Data Forwarding¶
For data that requires long-term storage but has a low update frequency (such as logs), the data forwarding feature can automatically save it to object storage or forward it in real-time to external systems like Kafka. This feature filters user-required data based on rules, enabling low-cost long-term archiving while supporting subsequent secondary processing.
Once a rule is effective, you can quickly search the stored data by setting the query time range and the rule on the data forwarding page.
Function Principle¶
When data is forwarded to object storage, the workflow is as follows: User-reported data that matches the rule is first written line by line to a temporary file on the server's local disk. When the size of this temporary file accumulates to a preset value (e.g., 256MB) or the continuous writing time exceeds a set duration (e.g., 1 hour), the system automatically closes the current file and creates a new temporary file to continue receiving data.

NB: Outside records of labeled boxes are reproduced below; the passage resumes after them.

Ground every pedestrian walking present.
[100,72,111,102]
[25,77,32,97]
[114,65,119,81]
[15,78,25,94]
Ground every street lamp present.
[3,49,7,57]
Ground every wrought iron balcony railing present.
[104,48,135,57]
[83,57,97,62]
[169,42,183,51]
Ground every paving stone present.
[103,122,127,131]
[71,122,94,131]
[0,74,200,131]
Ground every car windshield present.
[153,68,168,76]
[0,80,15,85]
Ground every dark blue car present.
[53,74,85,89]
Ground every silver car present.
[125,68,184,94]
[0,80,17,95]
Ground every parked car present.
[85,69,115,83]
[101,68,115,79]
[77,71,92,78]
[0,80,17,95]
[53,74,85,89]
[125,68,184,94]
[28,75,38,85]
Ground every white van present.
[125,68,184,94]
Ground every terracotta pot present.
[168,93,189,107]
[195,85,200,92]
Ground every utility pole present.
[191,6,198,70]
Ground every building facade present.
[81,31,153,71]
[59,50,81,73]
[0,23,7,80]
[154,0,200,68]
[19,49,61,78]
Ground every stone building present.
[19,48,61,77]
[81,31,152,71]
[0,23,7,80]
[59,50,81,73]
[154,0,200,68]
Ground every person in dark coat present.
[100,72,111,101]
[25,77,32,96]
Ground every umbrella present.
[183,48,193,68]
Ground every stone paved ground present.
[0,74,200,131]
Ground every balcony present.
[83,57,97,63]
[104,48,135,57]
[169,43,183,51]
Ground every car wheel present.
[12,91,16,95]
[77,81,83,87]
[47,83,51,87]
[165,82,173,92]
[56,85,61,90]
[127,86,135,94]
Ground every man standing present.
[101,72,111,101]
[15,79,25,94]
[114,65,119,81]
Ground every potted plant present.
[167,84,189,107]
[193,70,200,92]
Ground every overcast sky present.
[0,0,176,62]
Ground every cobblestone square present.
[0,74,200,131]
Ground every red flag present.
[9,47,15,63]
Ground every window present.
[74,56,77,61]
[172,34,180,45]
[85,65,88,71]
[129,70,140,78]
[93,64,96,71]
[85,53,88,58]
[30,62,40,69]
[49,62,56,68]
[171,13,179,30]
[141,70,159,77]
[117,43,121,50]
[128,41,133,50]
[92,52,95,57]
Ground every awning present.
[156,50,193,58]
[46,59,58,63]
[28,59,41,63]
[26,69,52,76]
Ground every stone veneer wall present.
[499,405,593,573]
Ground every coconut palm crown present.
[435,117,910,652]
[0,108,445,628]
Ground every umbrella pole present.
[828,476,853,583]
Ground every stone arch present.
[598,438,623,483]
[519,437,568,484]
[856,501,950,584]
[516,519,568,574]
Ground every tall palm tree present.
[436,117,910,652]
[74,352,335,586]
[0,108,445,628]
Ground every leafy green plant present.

Simultaneously, a background service continuously scans these closed temporary files, compresses them using the gzip format to reduce their size, and then uploads them to your specified object storage location according to a pre-defined path rule. When you need to search this stored data, the system locates the relevant files in the object storage based on the same path rule, downloads and decompresses them, and matches your input search criteria line by line.
File Format Description¶
The final file format stored in object storage is: compressed using gzip. After decompression, the file content appears as multiple lines of text, with each line corresponding to a raw data record, and the data is completely preserved in JSON format. Any empty lines in the file are automatically ignored by the system.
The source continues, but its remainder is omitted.